"Oui, les gouvernements africains ont un rôle clé en tant que partenaires de la Banque dans la réalisation de la croissance inclusive" - Mthuli Ncube
How would the African Development Bank Group, in practical terms, want African governments to embrace “Inclusive growth?” Have Africans taken ownership of the theme and what it the current status and future prospects one year after the Tunisian revolution?
“Some issues linked to inclusive growth, such as voice and accountability are political in nature and need to be handled politically by national governments. However, the Bank Group needs to continue paying more attention to wider access issues linked to its infrastructure and economic development projects and programs. In addition, if the Bank is more innovative in its higher education focus area, it may be able to help improve the necessary employment outlook, if Africa is to benefit from the demographic dividend. Also, there may be some occasions where African governments could look at supporting the types of conditional cash transfer and anti-poverty operations that appear to have worked well in other regions of the developing world.”
Contributing to the debate on: “Tunisia, one year after the revolution”, the Chief Economist and Vice-president of the African Development Bank Group, Mthuli Ncube, expressed these views. He affirmed: “Inclusive growth includes political, economic structural transformation, regional, financial inclusion, and infrastructure and procurement arrangements.”

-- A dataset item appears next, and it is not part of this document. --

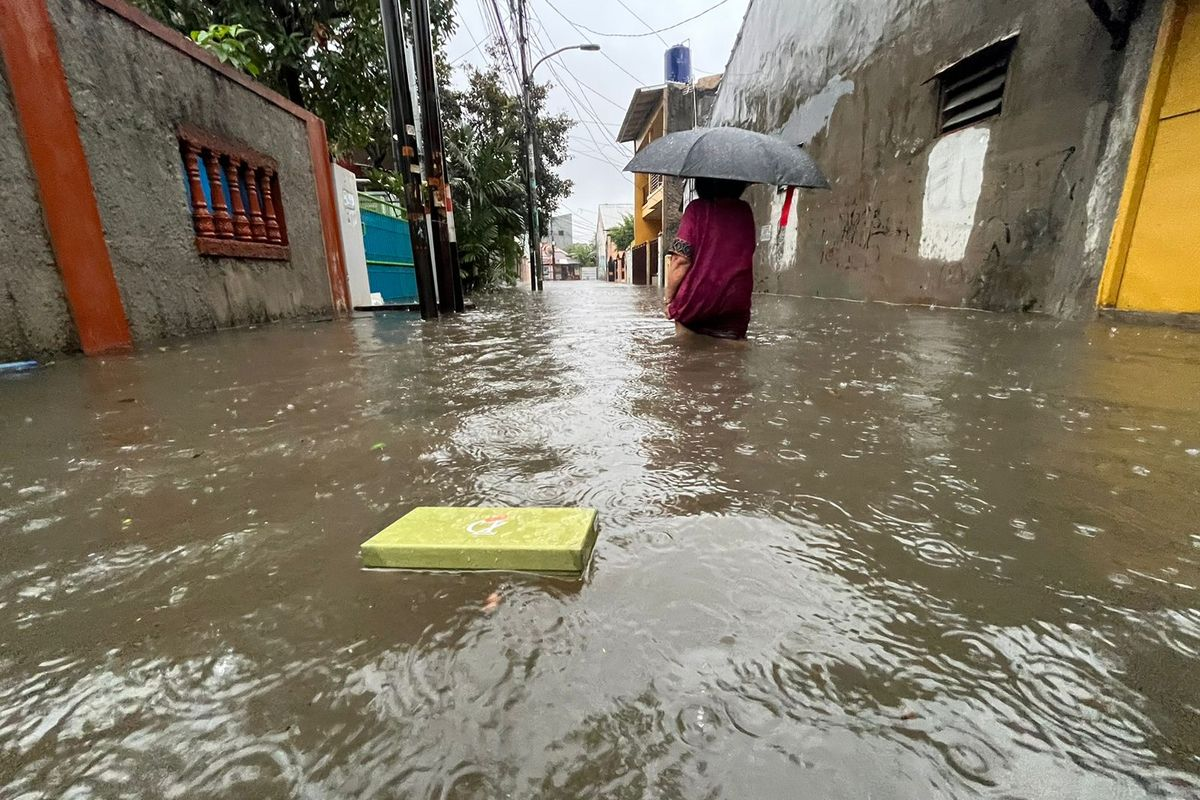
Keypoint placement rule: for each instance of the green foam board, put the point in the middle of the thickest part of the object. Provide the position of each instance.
(520, 540)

In the economic and political point of view, the Chief Economist stressed that there may be an expectation that the Bank should begin to support institutions that promote voice and accountability.
He recalled that January 14, 2011’s event was a wakeup call on the issue of inclusive growth, observing that Sub Saharan Africa was also in a similar position on the issue of youth unemployment, “while exhibiting vibrant growth, basically jobless growth.”

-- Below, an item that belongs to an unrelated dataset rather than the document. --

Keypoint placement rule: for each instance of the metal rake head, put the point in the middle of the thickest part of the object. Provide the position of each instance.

He stressed on urgent need for the continent to embark on massive creation of entrepreneurs and businesses, in order to make economic inclusion a reality. He also asserted that massive job creation targeting women and young entrepreneurs would boost Small and Medium Scale enterprises (SMEs) and encourage joint ventures between local and foreign investors.
Drawing from Kenya on financial inclusion (m-pesa and m-kesho products), the Chief Economist also observed that governments could facilitate the rolling out of technology driven mobile banking services, which have worked exceptionally well in that country, and could be replicated regional-wide. In that regard, Mr. Ncube also revealed that governments would gain by facilitating movements of people, easing border controls, and encouraging cross-border investments, and investments in regional infrastructure.
The way forward on the inclusive agenda?
The Chief Economist also touched 2012 Annual meetings high level seminars, which include: Global economic issues; Emerging issues in Africa; Greening the economy; Africa transforming Africa; Youth employment and the general demographic dividend.
He said: “2012 Annual meetings in Arusha will make a difference in the themes to be addressed… The various themes have several dimensions namely: global, economic structural transformation, regional, financial inclusion, demographic dividend and infrastructure.”
The Bank’s agenda therefore sets the context for the long term strategy (2013-2022), not only in helping define pillars for the strategy but also highlighting that private sector development is a Bank wide issue requiring a "one-bank" approach in its implementation.
“Indeed governments in Africa have a key role to play as a partner to the Bank and the private sector, in achieving inclusive growth,” Mr. Ncube concluded.
Since December 1, 2011, the Bank Group’s Chief Economist has actively interacted with the public through his Blog on knowledge and African development issues.